M. le rapporteur. La suppression de la Commission de garantie des retraites donne de nouvelles missions au COR. Loin de nous l’idée de le corseter. Nous sommes trois ici à siéger au COR : Jean-Luc Préel, Pascal Terrasse et moi-même. Tout membre constituant le COR peut l’autosaisir sur une question qu’il souhaite voir examiner, mais toutes les demandes ne peuvent être satisfaites. J’ajoute que le COR fait un excellent travail de fond. Je rappelle que son renouvellement, en 2003, fut la seule disposition votée à l’unanimité par l’Assemblée nationale.

La Commission adopte l’amendement AS 419.

Puis, elle adopte l’amendement rédactionnel AS 437 du rapporteur.

Elle est ensuite saisie de l’amendement AS 104 de Mme Martine Billard.

Mme Martine Billard.
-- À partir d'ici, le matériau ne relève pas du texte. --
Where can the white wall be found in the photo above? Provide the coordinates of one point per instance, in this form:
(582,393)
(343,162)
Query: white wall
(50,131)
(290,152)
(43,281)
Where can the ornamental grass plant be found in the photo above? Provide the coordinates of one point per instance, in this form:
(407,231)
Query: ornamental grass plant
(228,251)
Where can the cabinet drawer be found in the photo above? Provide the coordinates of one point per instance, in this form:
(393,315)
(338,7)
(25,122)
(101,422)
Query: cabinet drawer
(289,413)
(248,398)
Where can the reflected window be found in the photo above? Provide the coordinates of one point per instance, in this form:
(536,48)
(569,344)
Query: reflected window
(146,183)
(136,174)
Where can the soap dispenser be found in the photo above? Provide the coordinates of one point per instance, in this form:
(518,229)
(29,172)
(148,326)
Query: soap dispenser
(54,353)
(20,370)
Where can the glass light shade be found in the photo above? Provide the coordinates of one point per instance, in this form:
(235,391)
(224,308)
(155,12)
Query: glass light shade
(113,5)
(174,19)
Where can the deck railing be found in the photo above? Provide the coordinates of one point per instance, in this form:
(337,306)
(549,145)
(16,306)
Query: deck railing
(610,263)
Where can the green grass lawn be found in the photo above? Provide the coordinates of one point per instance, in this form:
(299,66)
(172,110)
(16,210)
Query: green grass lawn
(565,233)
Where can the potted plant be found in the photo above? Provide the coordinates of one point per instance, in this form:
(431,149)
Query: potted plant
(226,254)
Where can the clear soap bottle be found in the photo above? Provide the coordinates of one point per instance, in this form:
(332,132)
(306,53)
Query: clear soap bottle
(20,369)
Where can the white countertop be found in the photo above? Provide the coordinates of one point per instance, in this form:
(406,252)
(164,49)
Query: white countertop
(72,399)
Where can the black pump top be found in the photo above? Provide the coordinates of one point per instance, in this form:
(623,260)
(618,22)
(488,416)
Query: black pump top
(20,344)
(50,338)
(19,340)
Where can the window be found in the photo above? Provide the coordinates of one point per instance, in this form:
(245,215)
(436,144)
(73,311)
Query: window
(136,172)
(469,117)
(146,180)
Cet amendement vise à supprimer la dérogation pour les personnes nées en 1953 et 1954. Il n’y a pas de raison de déroger d’emblée à des règles que nous venons d’adopter.

M. le rapporteur. Les personnes nées en 1953 et 1954 ne pourront connaître la durée d’assurance qui leur est nécessaire que fin 2012. La réforme leur permettra de la connaître dès la fin de cette année. Avis défavorable.

M. le ministre. Même avis.

La Commission rejette l’amendement AS 104.

La Commission adopte successivement les amendements rédactionnels AS 438, AS 439 et AS 440 du rapporteur, ainsi que l’amendement AS 420 de cohérence rédactionnelle.

Puis, elle adopte l’article 4 ainsi modifié.

Après l’article 4

La Commission examine l’amendement AS 242 de Mme Marisol Touraine.

Mme Marisol Touraine. Contrairement à ce qu’affirment le Gouvernement et la majorité, les socialistes préconisent des mesures démographiques, car nous ne pouvons pas ne pas tenir compte de l’allongement de l’espérance de vie. Cet amendement illustre l’esprit dans lequel nous avons choisi ces mesures.

Mme Valérie Rosso-Debord. Quel virage !

Mme Marisol Touraine. Votre remarque prouve que vous n’avez pas lu le document que nous avons diffusé. Je vais donc vous expliquer notre position.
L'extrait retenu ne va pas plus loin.